In this sense, V.P. Franklin has proven wise. Rather than leaving it to others, he took care of himself. We can assume that the Summer 2017 issue of the Journal of African American History, “The Scholarship and Social and Educational Activism of V. P. Franklin,” meets his approval. From his photograph on the cover, the contributors, to the ads running in the back, the special issue is the editor’s monument to himself. No other editor in ASALH’s illustrious history has had such recognition.
Indeed, Franklin has one-upped Carter G. Woodson in the house that he built. Our founder never had a special issue devoted to his work during his life or since. As he got older, he started to allow people to write about him, and when school children honored him with a book of short statements about his importance, it became one of his prize possessions. The teacher took the care of putting the handy-craft “book” in leather, and it served as his unpublished festschrift.

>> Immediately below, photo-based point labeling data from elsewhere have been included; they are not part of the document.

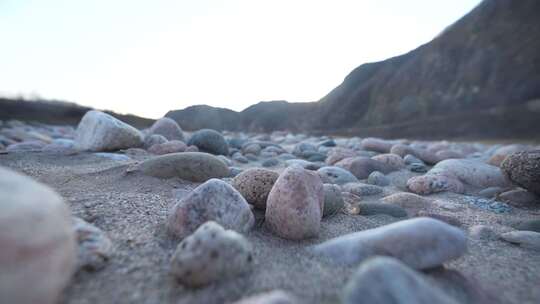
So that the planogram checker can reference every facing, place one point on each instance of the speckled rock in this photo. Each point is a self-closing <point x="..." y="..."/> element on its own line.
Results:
<point x="420" y="243"/>
<point x="192" y="166"/>
<point x="525" y="239"/>
<point x="215" y="200"/>
<point x="336" y="175"/>
<point x="339" y="153"/>
<point x="211" y="141"/>
<point x="295" y="204"/>
<point x="523" y="169"/>
<point x="378" y="179"/>
<point x="41" y="273"/>
<point x="173" y="146"/>
<point x="361" y="167"/>
<point x="392" y="160"/>
<point x="411" y="202"/>
<point x="384" y="280"/>
<point x="271" y="297"/>
<point x="255" y="184"/>
<point x="168" y="128"/>
<point x="211" y="254"/>
<point x="362" y="189"/>
<point x="333" y="201"/>
<point x="95" y="248"/>
<point x="98" y="131"/>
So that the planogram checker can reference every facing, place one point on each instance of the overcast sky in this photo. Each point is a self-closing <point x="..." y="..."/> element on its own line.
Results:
<point x="148" y="57"/>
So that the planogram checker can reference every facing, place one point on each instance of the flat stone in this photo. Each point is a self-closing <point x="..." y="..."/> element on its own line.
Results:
<point x="384" y="280"/>
<point x="98" y="131"/>
<point x="295" y="204"/>
<point x="255" y="184"/>
<point x="215" y="200"/>
<point x="211" y="254"/>
<point x="38" y="249"/>
<point x="192" y="166"/>
<point x="420" y="243"/>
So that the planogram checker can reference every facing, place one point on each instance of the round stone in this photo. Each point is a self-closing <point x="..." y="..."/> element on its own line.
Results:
<point x="255" y="184"/>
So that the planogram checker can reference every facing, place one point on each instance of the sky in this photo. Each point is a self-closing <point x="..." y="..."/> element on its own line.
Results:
<point x="149" y="57"/>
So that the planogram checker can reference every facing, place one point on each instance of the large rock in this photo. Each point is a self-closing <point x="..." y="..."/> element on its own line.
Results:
<point x="420" y="243"/>
<point x="192" y="166"/>
<point x="38" y="249"/>
<point x="523" y="169"/>
<point x="255" y="184"/>
<point x="210" y="141"/>
<point x="98" y="131"/>
<point x="215" y="200"/>
<point x="295" y="204"/>
<point x="211" y="254"/>
<point x="168" y="128"/>
<point x="361" y="167"/>
<point x="384" y="280"/>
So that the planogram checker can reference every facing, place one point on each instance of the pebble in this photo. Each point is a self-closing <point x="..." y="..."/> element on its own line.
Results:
<point x="336" y="175"/>
<point x="211" y="254"/>
<point x="333" y="201"/>
<point x="362" y="189"/>
<point x="525" y="239"/>
<point x="270" y="297"/>
<point x="215" y="200"/>
<point x="295" y="204"/>
<point x="523" y="169"/>
<point x="385" y="280"/>
<point x="255" y="184"/>
<point x="95" y="248"/>
<point x="98" y="131"/>
<point x="361" y="167"/>
<point x="378" y="179"/>
<point x="210" y="141"/>
<point x="420" y="243"/>
<point x="368" y="208"/>
<point x="192" y="166"/>
<point x="168" y="128"/>
<point x="34" y="220"/>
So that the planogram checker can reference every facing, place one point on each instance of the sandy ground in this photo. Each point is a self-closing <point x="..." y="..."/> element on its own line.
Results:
<point x="132" y="209"/>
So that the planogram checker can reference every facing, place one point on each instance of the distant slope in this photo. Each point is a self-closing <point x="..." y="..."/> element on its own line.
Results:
<point x="479" y="78"/>
<point x="56" y="112"/>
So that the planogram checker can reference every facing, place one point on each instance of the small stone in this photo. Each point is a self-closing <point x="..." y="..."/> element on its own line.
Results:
<point x="98" y="131"/>
<point x="378" y="179"/>
<point x="333" y="201"/>
<point x="362" y="189"/>
<point x="361" y="167"/>
<point x="215" y="200"/>
<point x="255" y="184"/>
<point x="529" y="225"/>
<point x="295" y="204"/>
<point x="385" y="280"/>
<point x="95" y="248"/>
<point x="336" y="175"/>
<point x="192" y="166"/>
<point x="211" y="141"/>
<point x="526" y="239"/>
<point x="271" y="162"/>
<point x="271" y="297"/>
<point x="38" y="249"/>
<point x="482" y="232"/>
<point x="523" y="169"/>
<point x="173" y="146"/>
<point x="211" y="254"/>
<point x="420" y="243"/>
<point x="168" y="128"/>
<point x="366" y="208"/>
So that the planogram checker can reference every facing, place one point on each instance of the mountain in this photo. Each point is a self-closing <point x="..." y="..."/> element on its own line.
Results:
<point x="480" y="78"/>
<point x="57" y="112"/>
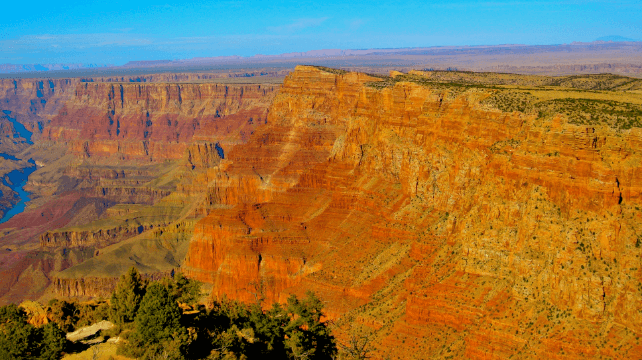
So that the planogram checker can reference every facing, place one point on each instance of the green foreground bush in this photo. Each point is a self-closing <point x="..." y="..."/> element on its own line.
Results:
<point x="150" y="319"/>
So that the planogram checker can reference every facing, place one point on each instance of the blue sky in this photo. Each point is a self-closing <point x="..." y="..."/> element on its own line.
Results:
<point x="119" y="31"/>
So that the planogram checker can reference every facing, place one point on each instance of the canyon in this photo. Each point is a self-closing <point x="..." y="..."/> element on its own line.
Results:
<point x="444" y="214"/>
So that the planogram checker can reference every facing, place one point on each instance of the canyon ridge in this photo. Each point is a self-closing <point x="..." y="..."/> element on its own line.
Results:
<point x="447" y="214"/>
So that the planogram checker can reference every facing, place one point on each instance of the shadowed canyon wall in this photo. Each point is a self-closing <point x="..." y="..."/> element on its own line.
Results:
<point x="113" y="163"/>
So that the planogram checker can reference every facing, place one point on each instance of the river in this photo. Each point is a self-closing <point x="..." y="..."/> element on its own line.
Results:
<point x="17" y="179"/>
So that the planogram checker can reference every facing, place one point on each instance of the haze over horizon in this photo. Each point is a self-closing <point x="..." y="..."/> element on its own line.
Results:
<point x="89" y="32"/>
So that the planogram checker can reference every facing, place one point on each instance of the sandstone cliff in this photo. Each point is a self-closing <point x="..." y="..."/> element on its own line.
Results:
<point x="155" y="121"/>
<point x="446" y="226"/>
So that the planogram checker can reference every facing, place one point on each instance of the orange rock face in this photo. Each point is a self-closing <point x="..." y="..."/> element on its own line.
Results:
<point x="155" y="121"/>
<point x="448" y="228"/>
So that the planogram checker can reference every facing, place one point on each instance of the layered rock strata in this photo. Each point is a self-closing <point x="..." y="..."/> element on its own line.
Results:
<point x="448" y="228"/>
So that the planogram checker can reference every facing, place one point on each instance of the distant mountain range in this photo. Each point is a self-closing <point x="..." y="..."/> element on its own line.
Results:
<point x="615" y="38"/>
<point x="16" y="68"/>
<point x="609" y="50"/>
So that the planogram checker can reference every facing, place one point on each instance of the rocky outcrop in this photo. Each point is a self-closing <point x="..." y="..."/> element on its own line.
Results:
<point x="156" y="121"/>
<point x="449" y="228"/>
<point x="95" y="287"/>
<point x="91" y="238"/>
<point x="33" y="102"/>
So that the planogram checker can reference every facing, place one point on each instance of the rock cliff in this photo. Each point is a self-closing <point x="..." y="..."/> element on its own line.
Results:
<point x="448" y="227"/>
<point x="155" y="121"/>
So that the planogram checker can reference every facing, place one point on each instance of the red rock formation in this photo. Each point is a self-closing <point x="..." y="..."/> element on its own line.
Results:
<point x="155" y="121"/>
<point x="33" y="102"/>
<point x="448" y="228"/>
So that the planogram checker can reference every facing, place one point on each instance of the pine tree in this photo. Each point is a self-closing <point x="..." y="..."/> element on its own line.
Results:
<point x="308" y="337"/>
<point x="158" y="318"/>
<point x="18" y="339"/>
<point x="53" y="342"/>
<point x="127" y="297"/>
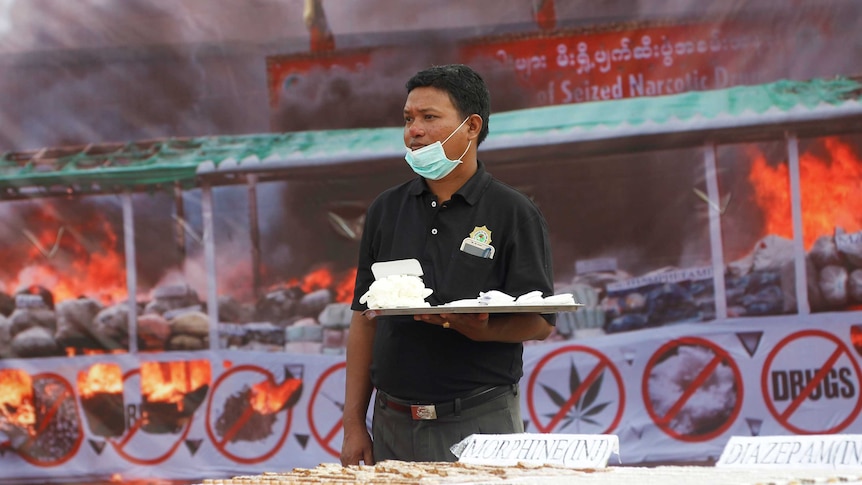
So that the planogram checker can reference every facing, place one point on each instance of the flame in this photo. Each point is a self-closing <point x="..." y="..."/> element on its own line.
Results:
<point x="100" y="378"/>
<point x="323" y="278"/>
<point x="268" y="397"/>
<point x="16" y="397"/>
<point x="831" y="191"/>
<point x="344" y="288"/>
<point x="170" y="381"/>
<point x="70" y="261"/>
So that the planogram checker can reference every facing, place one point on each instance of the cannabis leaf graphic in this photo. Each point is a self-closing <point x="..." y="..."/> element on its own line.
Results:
<point x="584" y="409"/>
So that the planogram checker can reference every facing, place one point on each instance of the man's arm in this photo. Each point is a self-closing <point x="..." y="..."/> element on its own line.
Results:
<point x="512" y="327"/>
<point x="360" y="341"/>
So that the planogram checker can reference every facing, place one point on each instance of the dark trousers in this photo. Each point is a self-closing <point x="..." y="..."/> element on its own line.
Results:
<point x="397" y="436"/>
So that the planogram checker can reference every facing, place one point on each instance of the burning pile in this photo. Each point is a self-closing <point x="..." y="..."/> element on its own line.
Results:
<point x="101" y="391"/>
<point x="249" y="414"/>
<point x="171" y="392"/>
<point x="39" y="416"/>
<point x="834" y="267"/>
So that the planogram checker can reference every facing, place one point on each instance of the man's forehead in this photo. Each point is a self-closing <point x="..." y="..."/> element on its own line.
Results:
<point x="428" y="99"/>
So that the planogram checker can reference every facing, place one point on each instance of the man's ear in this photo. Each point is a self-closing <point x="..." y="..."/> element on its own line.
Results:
<point x="474" y="123"/>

And it is in this light that we should understand V. P. Franklin’s role in ending the Woodson tradition of self-publishing. It was not about ASALH or Woodson, it was all about V. P. Franklin. Over the years he had had lots of difficulties in the production process of the journal, and among my jobs was smoothing things over with the company contracted to layout and copy edit the journal. Often unreasonable and intemperate, V. P. was always accommodated, but things became impossible, and the vendor wanted to quit. Not knowing a publisher from a printer, he also wanted new accommodations, and he went to university press behind my back as president and got bids. He did not know what was at stake. It was all about V. P. Franklin–his wants and needs. He gave no thought to what it meant to tradition. An advocate of black self-determination, he put his black self first.